What about having ELFcopyConfig inherit from CopyConfig?

How about this design? I believe moving the CopyConfig is not a big cost.

/// Parses CopyConfig and creates a ELFCopyConfig, or returns Error on parse errors.
class ELFCopyConfigBuilder {
  CopyConfig Common;
public:
  ELFCopyConfig(CopyConfig&& Common) : Common(std::move(Common)){};
  Expected<ELFCopyConfig> build();
}

class ELFCopyConfig : public ELFConfig {
public:
  Optional<uint8_t> NewSymbolVisibility;
  std::vector<NewSymbolInfo> SymbolsToAdd;

  ELFCopyConfig(CopyConfig&& Common, Optional<uint8_t> NewSymbolVisibility, /* ... */)
                : CopyConfig(std::move(Common)), NewSymbolVisibility(NewSymbolVisibility) /* ... */ {}
};

What about having ELFcopyConfig inherit from CopyConfig?

I thought of that, but if I'm not mistaken, that won't help us when we have a mixture of file formats, e.g. ELF and COFF. That could be a problem in some corner cases (e.g. archives containing objects of different formats). I think Seiya's one has the same problem - we can only use the common config once, not multiple times. If it's not a big deal to create copies of CopyConfig, then I don't mind doing it using inheritance: construct an ELFCopyConfig from the CopyConfig, but not std::move it. That would allow the original CopyConfig to continue to be used later.

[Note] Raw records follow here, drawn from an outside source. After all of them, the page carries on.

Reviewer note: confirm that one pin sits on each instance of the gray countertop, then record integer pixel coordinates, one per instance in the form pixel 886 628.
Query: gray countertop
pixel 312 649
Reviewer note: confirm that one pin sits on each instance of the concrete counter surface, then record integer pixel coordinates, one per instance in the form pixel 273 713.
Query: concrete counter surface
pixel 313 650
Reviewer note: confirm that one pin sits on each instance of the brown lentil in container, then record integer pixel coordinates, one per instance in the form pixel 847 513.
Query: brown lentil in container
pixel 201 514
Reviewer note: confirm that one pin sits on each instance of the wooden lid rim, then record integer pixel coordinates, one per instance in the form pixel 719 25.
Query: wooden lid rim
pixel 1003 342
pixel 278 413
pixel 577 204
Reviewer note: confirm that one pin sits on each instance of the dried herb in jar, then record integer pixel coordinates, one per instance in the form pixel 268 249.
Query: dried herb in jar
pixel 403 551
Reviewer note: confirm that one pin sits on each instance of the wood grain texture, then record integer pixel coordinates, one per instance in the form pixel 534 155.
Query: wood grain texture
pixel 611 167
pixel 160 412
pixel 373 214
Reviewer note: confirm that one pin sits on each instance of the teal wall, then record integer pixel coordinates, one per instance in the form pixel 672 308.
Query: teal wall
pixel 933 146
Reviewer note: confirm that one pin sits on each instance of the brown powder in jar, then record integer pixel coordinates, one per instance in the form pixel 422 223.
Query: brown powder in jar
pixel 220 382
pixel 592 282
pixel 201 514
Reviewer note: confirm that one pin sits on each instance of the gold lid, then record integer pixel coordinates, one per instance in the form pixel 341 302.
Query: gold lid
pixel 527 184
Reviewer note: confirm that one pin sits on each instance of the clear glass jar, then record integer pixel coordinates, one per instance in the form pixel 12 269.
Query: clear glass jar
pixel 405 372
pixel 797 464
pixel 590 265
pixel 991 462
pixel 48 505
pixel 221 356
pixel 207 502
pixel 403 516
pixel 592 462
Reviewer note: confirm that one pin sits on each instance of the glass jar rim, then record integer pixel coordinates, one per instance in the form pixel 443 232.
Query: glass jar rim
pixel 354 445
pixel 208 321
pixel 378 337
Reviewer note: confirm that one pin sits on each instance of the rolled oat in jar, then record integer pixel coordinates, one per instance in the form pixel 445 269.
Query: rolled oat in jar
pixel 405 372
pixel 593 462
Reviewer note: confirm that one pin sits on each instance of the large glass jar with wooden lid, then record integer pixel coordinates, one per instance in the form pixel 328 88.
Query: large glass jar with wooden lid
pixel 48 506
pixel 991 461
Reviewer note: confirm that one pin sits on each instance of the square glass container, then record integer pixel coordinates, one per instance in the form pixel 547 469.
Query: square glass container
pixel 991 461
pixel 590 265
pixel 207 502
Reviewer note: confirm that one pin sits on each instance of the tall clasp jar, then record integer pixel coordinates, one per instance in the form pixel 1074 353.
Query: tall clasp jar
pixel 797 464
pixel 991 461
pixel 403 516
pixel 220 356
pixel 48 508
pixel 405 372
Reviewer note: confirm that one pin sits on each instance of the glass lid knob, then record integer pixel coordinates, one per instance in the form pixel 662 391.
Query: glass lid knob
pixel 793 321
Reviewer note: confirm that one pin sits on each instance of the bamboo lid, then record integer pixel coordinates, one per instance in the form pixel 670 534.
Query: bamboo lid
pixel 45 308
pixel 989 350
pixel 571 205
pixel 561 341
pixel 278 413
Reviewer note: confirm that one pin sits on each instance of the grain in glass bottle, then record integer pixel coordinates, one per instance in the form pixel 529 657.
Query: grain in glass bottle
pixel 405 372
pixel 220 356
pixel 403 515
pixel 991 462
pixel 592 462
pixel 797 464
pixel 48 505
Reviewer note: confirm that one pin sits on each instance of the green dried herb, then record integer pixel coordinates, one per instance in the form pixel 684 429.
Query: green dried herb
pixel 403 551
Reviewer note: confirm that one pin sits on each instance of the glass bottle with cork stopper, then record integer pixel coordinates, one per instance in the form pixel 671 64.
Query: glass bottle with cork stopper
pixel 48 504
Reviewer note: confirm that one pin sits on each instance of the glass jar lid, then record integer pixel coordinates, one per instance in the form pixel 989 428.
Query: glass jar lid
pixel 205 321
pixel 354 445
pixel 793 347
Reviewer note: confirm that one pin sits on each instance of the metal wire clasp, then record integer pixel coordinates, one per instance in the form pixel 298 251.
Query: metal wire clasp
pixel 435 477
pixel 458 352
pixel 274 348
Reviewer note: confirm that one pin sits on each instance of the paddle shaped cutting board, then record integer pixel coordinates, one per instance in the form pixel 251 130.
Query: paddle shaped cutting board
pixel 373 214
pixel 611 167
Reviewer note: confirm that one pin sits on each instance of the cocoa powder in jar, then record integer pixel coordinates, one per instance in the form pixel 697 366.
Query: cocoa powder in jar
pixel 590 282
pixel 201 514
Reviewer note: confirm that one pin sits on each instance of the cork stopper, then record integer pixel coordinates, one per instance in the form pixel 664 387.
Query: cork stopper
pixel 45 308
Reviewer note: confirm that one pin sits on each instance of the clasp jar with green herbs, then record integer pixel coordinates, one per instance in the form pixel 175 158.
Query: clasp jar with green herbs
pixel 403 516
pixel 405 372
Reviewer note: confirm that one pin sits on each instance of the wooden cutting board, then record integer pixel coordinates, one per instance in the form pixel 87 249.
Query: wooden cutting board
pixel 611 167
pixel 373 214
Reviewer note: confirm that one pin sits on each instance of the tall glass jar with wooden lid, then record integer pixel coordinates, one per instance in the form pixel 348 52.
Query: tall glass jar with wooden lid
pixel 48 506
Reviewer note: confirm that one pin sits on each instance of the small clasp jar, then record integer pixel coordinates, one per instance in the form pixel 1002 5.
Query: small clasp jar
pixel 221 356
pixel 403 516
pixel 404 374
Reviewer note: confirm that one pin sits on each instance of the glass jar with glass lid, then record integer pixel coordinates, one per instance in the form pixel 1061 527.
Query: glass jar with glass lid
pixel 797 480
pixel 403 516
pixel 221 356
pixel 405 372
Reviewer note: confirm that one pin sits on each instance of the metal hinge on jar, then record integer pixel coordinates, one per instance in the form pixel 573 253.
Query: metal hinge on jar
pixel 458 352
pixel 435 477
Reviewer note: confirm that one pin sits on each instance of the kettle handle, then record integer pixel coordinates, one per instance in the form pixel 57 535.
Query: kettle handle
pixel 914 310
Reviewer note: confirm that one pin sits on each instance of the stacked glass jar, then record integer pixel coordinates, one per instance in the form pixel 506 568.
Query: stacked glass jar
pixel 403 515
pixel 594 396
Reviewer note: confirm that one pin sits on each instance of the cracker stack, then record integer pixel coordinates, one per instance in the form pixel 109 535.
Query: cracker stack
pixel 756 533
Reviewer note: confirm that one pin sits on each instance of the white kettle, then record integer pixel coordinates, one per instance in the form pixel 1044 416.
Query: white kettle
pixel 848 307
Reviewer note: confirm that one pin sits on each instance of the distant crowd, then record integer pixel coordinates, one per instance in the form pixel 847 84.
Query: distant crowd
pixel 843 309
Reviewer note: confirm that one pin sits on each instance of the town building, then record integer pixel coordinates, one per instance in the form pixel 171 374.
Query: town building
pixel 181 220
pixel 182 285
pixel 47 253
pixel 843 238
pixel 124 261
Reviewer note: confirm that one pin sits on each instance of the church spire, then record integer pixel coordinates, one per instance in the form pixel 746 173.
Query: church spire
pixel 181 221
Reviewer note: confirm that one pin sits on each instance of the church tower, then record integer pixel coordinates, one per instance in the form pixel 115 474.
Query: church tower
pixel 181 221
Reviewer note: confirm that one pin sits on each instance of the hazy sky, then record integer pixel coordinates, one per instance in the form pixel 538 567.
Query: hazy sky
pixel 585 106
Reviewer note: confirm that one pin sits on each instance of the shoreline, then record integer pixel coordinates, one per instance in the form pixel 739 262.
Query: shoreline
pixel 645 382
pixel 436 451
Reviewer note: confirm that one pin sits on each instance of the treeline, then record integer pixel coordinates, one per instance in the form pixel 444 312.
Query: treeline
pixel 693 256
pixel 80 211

for what it's worth - i was thinking about it for some time,
it seems to me that using inheritance here would look more complicated + would require a bit more code.
Somehow it feels better to me when there is only one instance of CopyConfig (and it's not moved around).
(yeah, some fields would be populated only when the format of the input is known, but overall this looks kinda simpler to me)
(but i don't want to insist)

seiya added a comment.Sep 17 2019, 2:46 AM

Thanks you for feedbacks. Putting it all together, the @alexshap's suggestion (D67139#inline-607235) looks desirable to me because:

I'll update the patch but comments are still welcome of course.

seiya updated this revision to Diff 220638.Sep 18 2019, 2:46 AM
seiya marked 3 inline comments as done.Sep 18 2019, 2:48 AM
seiya updated this revision to Diff 220640.Sep 18 2019, 2:53 AM
  • Added a comment for parseELFConfig.
jakehehrlich accepted this revision.Sep 18 2019, 4:13 PM
MaskRay accepted this revision.Sep 19 2019, 7:30 PM
MaskRay added inline comments.
llvm/tools/llvm-objcopy/llvm-objcopy.cpp
265 ↗(On Diff #220640)

typedef -> using

seiya updated this revision to Diff 220952.Sep 19 2019, 11:23 PM
  • Addressed a review comment.
seiya marked an inline comment as done.Sep 19 2019, 11:23 PM
jhenderson accepted this revision.Sep 23 2019, 8:34 AM

LGTM, thanks!

This revision was automatically updated to reflect the committed changes.